Seine Stuttgarter Erfahrungen will er demnächst in einem Buch bündeln. Eigentlich hatte er etwas anderes zu Papier bringen wollen, über Religion und die katholische Kirche. Nun aber faszinierte ihn das Experiment Stuttgart noch mehr. „Warum störst du uns?“, heißt der Arbeitstitel dieses anderen Buches, das nun leider warten muss. Von Jesus soll es handeln. Das Zitat geht zurück auf Dostojewskis „Großinquisitor“, der dem Juden diese Frage stellt, bevor er ihn verhaften lässt. Jesus, der „Glaubwürdigkeit“ verkörpert wie niemand sonst, und der eine „Volksbewegung“ im Gang setzte von zwei Milliarden Menschen heute . . .

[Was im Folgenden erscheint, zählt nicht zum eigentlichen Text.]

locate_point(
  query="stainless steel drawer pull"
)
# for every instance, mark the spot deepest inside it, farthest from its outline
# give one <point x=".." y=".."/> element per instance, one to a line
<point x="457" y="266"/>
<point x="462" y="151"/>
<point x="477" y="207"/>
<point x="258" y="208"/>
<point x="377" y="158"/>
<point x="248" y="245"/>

„Was würde Jesus heute sagen?“, so hieß übrigens ein Bestseller von Heiner Geißler, der sich 250 000 mal verkaufte. Niemand, sagt er, würde die Amtskirche so stören wie dieser widerborstige Mensch, den der Großinquisitor verhaften ließ. Der „Byzantinismus des Vatikan“, die Pelzumhänge des Papstes heute, die Unempfindlichkeit der Kurie gegenüber Weltproblemen wie Hunger, mit Geißlers Vorstellung von Jesus passt das alles nicht zusammen. Viel leidenschaftlicher, näher, überzeugender müsste die Kirche sein, zwischen Worten und Taten dürften nicht Welten klaffen. Es ärgert ihn, wenn seine Kirche oder die Caritas, ein großer Arbeitgeber, sich „dem Neoliberalismus öffnet“. Was ist daran bloß glaubwürdig? Oder wenn die Bischofskonferenz in einem Papier deklariert, man müsse „das Soziale neu denken“. So sagt es die FDP, so predigt es der Professor Hans Werner Sinn. Aber seine Kirche? „Wir können doch nicht wegen Milton Friedman und Professor Sinn die Bergpredigt neu denken“, sagt mir Heiner Geißler. Ihr müsst das Neue sozial denken!, predigt er dagegen an.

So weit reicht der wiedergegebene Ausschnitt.